Daily Science News...


Astrophysicists have found evidence of black holes destroying stars, a long-sought phenomenon that provides a new window into general relativity. The research, reported in the latest issue of the Astrophysical Journal, also opens up a method to search for the possible existence of a large population of presently undetectable "intermediate mass" black holes which are hypothesized to be precursors to the super-massive black holes at the centers of most large galaxies.

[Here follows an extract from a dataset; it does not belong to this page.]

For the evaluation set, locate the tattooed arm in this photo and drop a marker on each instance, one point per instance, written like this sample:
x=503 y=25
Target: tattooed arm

The study was carried out primarily by Glennys Farrar and Sjoert van Velzen at New York University's Center for Cosmology and Particle Physics, and also included the following researchers: Suvi Gezari of Johns Hopkins University's Department of Physics and Astronomy; Linda Ostman of Spain's Universitat Autònoma de Barcelona; Nidia Morrell of the Las Campanas Observatory in Chile; Dennis Zaritsky of the University of Arizona; Matthew Smith of South Africa's University of Cape Town; Joseph Gelfand of NYU-Abu Dhabi; and Andrew Drake of Caltech. Van Velzen is currently a doctoral candidate at Radboud University in the Netherlands.
Cosmologists have calculated that, on occasion, a star's orbit will be disturbed in such a way that it passes very near the super-massive black hole at the center of its galaxy -- but not so close that it is captured whole. Such a star will be torn apart by the extreme tidal forces it experiences: the force of gravity on the near side of the star is so much stronger than that on the far side that the gravitational force holding the star together is overwhelmed, causing the star to simply come apart. While some of the star's matter falls into the black hole, much of it continues in chaotic orbits, crashing into itself and producing intense radiation lasting days to months. These phenomena are called stellar tidal disruption flares, or TDFs.

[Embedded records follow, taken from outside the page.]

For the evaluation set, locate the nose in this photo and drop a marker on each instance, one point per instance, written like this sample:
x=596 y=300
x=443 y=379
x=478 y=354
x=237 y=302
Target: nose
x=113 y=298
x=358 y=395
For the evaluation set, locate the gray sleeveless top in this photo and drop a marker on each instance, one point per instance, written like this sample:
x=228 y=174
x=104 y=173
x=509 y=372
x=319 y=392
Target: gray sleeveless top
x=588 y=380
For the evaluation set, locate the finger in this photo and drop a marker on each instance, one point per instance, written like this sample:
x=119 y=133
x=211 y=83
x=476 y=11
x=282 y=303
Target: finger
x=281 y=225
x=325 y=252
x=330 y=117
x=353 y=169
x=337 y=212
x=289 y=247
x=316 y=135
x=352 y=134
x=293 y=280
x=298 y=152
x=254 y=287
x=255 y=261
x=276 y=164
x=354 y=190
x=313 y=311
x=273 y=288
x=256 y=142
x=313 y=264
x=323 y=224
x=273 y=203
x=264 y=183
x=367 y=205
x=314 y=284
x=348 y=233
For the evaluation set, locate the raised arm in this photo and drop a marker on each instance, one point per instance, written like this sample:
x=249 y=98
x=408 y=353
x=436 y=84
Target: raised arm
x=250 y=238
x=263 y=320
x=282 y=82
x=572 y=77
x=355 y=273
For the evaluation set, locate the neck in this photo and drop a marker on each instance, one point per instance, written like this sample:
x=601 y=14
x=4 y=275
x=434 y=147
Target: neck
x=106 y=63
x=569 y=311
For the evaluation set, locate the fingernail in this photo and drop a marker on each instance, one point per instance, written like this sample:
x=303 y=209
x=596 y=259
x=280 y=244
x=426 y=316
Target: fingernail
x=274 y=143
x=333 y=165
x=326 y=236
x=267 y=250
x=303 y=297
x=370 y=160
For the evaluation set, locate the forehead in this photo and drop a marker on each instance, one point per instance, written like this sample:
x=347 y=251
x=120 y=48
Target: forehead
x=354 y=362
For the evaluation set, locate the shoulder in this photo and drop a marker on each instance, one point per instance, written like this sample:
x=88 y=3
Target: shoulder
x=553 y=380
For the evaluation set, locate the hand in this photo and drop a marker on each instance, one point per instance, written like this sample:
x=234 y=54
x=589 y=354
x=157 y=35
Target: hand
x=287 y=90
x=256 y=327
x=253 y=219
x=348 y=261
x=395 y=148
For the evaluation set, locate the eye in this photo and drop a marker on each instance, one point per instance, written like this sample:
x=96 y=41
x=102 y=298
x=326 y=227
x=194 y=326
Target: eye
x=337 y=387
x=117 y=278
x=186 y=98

Although discovering evidence of TDFs has been a high priority of astrophysicists for many years, and several possible examples have been found using X-ray and UV satellites, discovering TDFs in a large-scale, systematic survey using ground-based optical telescopes as has now been achieved, is critical to controlling bias and avoiding misidentifications.
The difficulty in detecting TDFs is largely due to the challenge of distinguishing them from more common types of flares such as supernovae. (For every TDF there are about 1000 supernovae.) In addition, some super-massive black holes have an "accretion disk" surrounding them -- gas and dust, often left from an earlier merger with another galaxy -- which is continuously feeding the hole. Such accreting black holes are usually evident from the bright emission they produce and are known as quasars or Active Galactic Nuclei (AGN). However, a hiccup in the accretion of an undetected active black hole could produce a flare that might be mistakenly identified as a TDF.

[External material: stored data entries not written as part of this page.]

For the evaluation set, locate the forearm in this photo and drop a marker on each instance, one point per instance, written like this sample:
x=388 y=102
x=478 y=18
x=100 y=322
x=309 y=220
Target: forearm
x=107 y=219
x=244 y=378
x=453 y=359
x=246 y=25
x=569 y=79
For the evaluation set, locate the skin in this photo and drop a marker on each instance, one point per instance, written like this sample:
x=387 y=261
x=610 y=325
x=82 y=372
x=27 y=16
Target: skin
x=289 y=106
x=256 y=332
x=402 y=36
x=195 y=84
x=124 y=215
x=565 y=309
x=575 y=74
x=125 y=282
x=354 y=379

The researchers on the Astrophysical Journal study uncovered sound evidence for the presence of two TDFs through a rigorous analysis of archival data from the Sloan Digital Sky Survey (SDSS).
To do so, they sifted through voluminous SDSS data, in which more than 2 million galaxies were repeatedly observed over 10 years. By very carefully registering the images and looking at differences between consecutive images, they obtained a sample of 342 intense and well-measured flares.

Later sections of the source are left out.